Although some studies have suggested there is a connection between parenting style and childhood obesity, others have not found this same relationship. The goal of this article was to determine if other factors, such as the child’s temperament, may be impacting the relationship between parenting style and childhood obesity. Mothers of obese and non-obese children completed a variety of questionnaires regarding their parenting styles, their child’s temperament, and mealtime practices. The findings suggest the more difficult an obese child’s temperament, the more difficult mealtime interactions are. In addition, mothers of obese children who reported low levels of warmth were also more likely to have children with difficult temperaments. The results of this study may help us to understand why children, even those with positive parent-child interactions, continue to remain obese.
- The authors indicate one of the limitations for their study was that the participants were all recruited by a local clinic where they were seeking treatment for their obesity. Why might this be a limitation? Would there be concerns with internal or external validity?
- A second limitation the authors mention has to do with possible cultural differences. If the difficulties the authors describe are based on temperament and parenting styles, would we expect to see differences across cultures? Do we see differences in parenting styles or temperament across different cultures?
- When looking at the BMI for the female caregivers, there appears to be a significant difference between the obese and comparison groups such that the female caregivers of the obese group had a significantly higher BMI. Although temperament or parenting style might impact obesity, is it possible there may be genetic or other environmental factors at play here?
Stinehart, M. A., Scott, D. A., & Barfield, H. G. (2012). Reactive Attachment Disorder in adopted and foster children: Implications for mental health professionals. The Family Journal, 20, 355-360.
This article describes the symptoms of Reactive Attachment Disorder (RAD) and the impact this disorder can have for the families of adoptive children. The authors describe several techniques for therapists working with children diagnosed with RAD including teaching parents how to help their children self-regulate, integrative play therapy, and behavioral management therapy. However, the authors caution that just because a child is exhibiting behavioral problems does not mean a diagnosis of RAD is appropriate. There are a variety of reasons why adopted children or children in foster care may be exhibiting these problems and counselors must be cautious about their diagnosis.

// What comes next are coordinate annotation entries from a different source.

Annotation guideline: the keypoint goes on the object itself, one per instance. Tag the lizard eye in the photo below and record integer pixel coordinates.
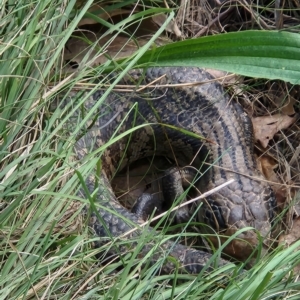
(213, 216)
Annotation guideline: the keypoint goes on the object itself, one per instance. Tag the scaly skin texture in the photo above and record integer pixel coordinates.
(202, 109)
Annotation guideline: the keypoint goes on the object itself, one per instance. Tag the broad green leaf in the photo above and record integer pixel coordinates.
(263, 54)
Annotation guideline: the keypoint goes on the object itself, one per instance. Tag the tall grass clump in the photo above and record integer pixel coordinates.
(45, 247)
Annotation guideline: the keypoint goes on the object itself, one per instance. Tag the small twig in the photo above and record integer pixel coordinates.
(181, 205)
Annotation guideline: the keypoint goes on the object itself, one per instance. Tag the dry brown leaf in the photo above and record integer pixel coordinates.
(104, 15)
(267, 165)
(172, 27)
(293, 236)
(266, 127)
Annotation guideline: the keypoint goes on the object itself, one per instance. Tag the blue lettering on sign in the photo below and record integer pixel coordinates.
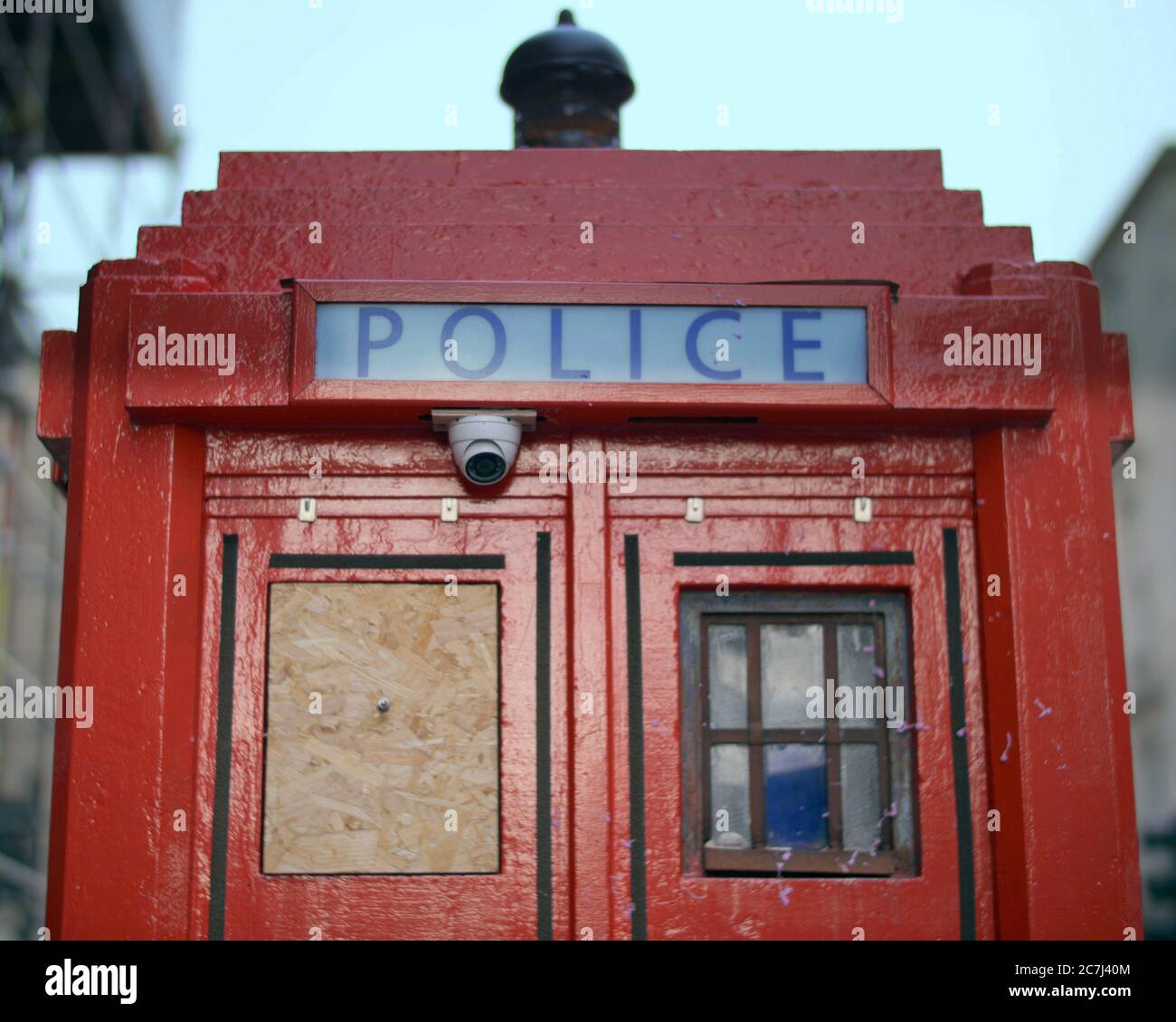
(588, 345)
(692, 345)
(450, 355)
(365, 345)
(792, 345)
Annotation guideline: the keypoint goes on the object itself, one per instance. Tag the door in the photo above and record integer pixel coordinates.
(391, 727)
(798, 724)
(384, 755)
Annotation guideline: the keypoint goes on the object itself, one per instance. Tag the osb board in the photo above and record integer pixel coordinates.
(352, 790)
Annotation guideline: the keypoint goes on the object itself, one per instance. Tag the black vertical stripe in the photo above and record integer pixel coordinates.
(959, 735)
(636, 737)
(223, 740)
(544, 731)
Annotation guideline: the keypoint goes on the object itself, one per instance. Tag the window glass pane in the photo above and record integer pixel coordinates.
(791, 661)
(857, 668)
(795, 798)
(730, 794)
(728, 676)
(861, 805)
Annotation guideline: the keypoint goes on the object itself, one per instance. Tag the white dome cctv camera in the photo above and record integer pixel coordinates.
(485, 446)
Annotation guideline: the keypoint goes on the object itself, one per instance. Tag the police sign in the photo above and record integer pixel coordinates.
(589, 344)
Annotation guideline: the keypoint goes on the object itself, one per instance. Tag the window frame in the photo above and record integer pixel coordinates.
(700, 611)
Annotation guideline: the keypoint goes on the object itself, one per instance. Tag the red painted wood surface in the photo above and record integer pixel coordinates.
(161, 465)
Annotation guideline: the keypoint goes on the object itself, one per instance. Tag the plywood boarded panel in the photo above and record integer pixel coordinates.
(411, 790)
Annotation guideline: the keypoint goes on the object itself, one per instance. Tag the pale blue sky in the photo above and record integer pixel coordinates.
(1086, 92)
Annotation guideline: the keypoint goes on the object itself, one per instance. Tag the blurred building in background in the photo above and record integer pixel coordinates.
(1135, 269)
(79, 102)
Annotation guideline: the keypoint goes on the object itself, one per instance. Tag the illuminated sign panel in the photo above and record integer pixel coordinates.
(589, 344)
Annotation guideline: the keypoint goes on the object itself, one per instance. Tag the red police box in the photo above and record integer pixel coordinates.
(792, 614)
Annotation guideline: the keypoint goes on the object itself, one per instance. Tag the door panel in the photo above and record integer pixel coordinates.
(428, 817)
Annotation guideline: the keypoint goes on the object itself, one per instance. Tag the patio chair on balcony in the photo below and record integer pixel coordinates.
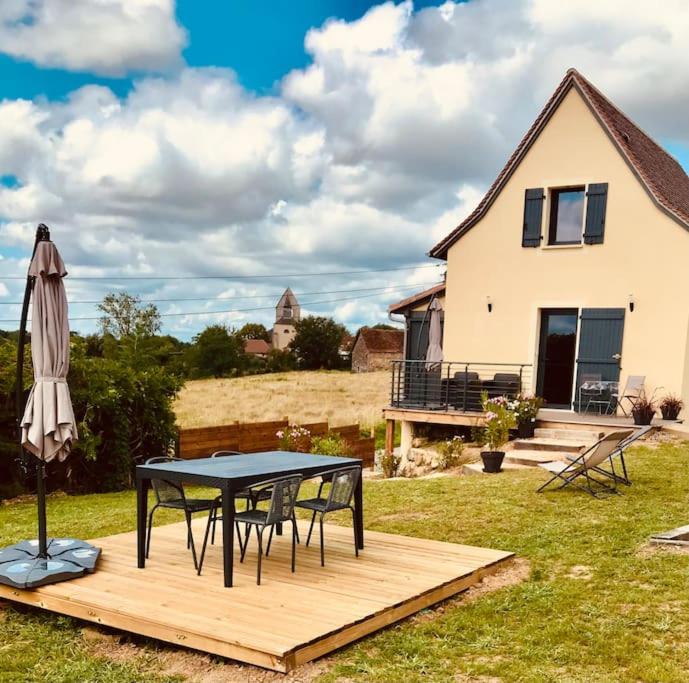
(283, 496)
(342, 486)
(579, 471)
(171, 495)
(632, 392)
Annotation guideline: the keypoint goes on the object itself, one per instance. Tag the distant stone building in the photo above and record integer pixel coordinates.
(287, 314)
(376, 349)
(257, 347)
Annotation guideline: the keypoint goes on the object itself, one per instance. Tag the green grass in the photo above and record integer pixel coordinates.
(626, 619)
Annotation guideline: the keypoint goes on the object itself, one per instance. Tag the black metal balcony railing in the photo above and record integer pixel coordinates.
(454, 385)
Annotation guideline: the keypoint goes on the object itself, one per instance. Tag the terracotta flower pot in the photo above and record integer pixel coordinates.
(492, 460)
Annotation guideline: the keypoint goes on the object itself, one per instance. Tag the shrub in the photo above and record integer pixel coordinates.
(450, 453)
(294, 438)
(332, 444)
(670, 407)
(499, 420)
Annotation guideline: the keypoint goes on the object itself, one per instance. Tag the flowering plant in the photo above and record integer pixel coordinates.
(499, 420)
(525, 407)
(294, 438)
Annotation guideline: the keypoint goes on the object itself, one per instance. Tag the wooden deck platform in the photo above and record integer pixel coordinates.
(290, 618)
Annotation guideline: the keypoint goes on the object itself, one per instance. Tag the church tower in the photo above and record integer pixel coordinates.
(287, 314)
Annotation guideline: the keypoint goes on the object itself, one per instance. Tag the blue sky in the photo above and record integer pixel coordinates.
(193, 138)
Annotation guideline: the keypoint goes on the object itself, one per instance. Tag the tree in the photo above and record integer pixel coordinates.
(124, 315)
(317, 342)
(254, 331)
(217, 352)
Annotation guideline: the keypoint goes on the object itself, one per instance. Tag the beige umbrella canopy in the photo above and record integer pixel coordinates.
(48, 425)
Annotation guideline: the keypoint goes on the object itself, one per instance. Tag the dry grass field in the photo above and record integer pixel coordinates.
(340, 397)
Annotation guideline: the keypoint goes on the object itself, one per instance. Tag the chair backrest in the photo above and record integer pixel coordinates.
(282, 499)
(634, 385)
(342, 487)
(165, 491)
(604, 448)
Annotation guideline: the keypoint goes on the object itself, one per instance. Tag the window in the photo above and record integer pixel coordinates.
(566, 215)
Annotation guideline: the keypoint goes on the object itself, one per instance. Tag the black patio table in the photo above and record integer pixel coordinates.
(231, 475)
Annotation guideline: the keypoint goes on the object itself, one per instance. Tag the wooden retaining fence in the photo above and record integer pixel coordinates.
(252, 437)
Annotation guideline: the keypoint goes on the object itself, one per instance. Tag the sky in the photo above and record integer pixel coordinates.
(206, 155)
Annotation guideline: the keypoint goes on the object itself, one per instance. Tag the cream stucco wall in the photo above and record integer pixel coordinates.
(645, 253)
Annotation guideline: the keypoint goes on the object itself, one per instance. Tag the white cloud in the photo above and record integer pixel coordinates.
(109, 37)
(364, 159)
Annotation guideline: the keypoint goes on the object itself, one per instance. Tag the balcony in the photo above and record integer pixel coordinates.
(453, 386)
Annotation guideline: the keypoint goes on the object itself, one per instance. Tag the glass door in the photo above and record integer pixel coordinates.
(557, 356)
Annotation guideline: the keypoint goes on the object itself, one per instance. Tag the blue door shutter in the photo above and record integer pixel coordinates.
(595, 213)
(533, 217)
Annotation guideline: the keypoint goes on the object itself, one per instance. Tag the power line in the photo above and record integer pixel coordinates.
(237, 277)
(239, 298)
(235, 310)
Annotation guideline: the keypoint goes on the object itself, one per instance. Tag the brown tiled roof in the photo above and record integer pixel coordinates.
(659, 172)
(417, 298)
(382, 341)
(256, 346)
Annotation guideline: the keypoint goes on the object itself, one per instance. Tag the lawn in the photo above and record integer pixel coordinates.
(597, 604)
(309, 396)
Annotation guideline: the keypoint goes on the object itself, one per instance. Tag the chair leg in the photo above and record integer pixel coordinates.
(150, 526)
(191, 539)
(270, 539)
(320, 521)
(356, 535)
(260, 554)
(294, 544)
(313, 519)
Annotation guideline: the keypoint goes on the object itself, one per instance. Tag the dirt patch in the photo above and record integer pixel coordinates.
(580, 572)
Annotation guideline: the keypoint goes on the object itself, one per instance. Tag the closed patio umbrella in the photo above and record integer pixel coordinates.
(48, 426)
(434, 353)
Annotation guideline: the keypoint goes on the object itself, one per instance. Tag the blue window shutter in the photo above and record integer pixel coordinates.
(533, 217)
(595, 213)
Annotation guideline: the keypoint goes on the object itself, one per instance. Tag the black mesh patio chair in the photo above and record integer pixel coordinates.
(579, 471)
(342, 486)
(171, 495)
(283, 496)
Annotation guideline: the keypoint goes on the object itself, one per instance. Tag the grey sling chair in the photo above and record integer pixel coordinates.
(170, 495)
(283, 496)
(583, 467)
(342, 486)
(619, 452)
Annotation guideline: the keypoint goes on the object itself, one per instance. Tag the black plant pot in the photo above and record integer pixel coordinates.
(492, 460)
(643, 417)
(669, 413)
(526, 430)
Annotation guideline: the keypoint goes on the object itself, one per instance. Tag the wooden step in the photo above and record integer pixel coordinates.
(477, 467)
(584, 435)
(531, 458)
(538, 444)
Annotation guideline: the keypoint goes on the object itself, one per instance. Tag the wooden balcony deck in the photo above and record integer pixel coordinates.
(290, 618)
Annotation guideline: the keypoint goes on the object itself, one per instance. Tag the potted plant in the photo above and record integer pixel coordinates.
(525, 409)
(644, 409)
(670, 407)
(496, 431)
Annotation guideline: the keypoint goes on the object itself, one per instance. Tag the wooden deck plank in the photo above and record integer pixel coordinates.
(289, 619)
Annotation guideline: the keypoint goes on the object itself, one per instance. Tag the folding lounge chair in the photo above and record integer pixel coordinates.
(611, 474)
(584, 466)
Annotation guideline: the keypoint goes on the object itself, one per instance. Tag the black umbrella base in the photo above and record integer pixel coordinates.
(68, 558)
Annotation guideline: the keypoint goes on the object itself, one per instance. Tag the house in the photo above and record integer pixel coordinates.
(257, 347)
(287, 314)
(574, 264)
(374, 349)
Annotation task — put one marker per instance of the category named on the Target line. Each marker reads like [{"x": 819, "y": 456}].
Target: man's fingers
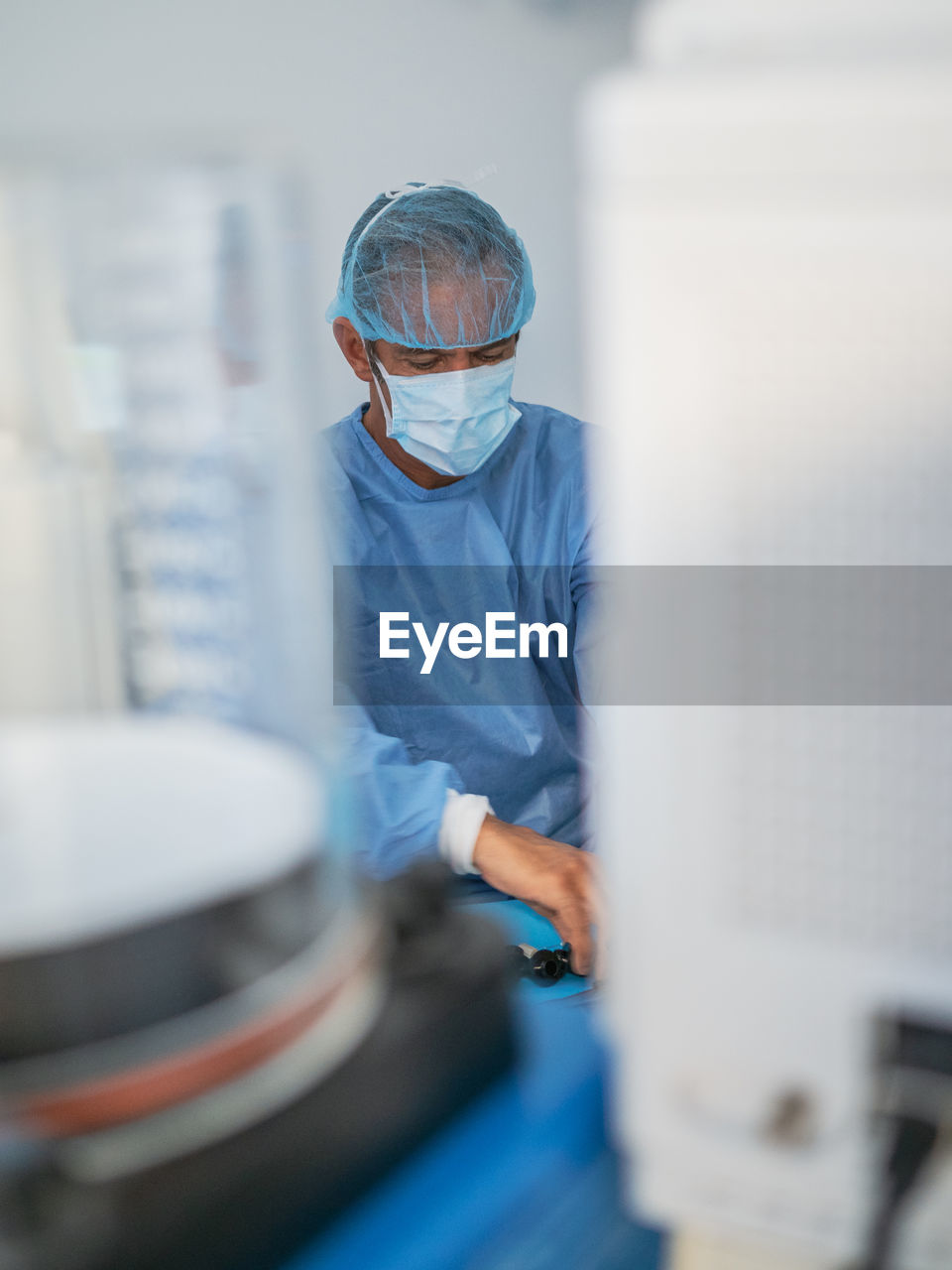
[{"x": 576, "y": 931}]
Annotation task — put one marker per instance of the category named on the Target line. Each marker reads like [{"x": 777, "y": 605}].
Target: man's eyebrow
[{"x": 435, "y": 352}]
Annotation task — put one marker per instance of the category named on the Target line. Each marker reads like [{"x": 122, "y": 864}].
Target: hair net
[{"x": 434, "y": 267}]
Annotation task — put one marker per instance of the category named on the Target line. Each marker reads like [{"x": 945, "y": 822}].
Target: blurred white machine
[{"x": 770, "y": 248}]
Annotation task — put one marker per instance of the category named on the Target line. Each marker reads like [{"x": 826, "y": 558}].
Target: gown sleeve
[{"x": 399, "y": 803}]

- The authors repeatedly mention that not all children who are adopted develop RAD and suggest this may be because they were able to form bonds with other adults or peers. Are there other possible reasons why some children may develop RAD while others do not? Could this be an early sign of resiliency?
- According to the DSM-IV-TR, in order for a child to be diagnosed with RAD, they must exhibit symptoms before the age of 5-years-old. Why do you think this age limit exists? Why might a child who begins to exhibit symptoms at age 10 not be diagnosed with RAD?s
- What might be some of the other reasons, aside from attachment disorders, that children who are adopted or in the foster care system might show symptoms similar to those of RAD?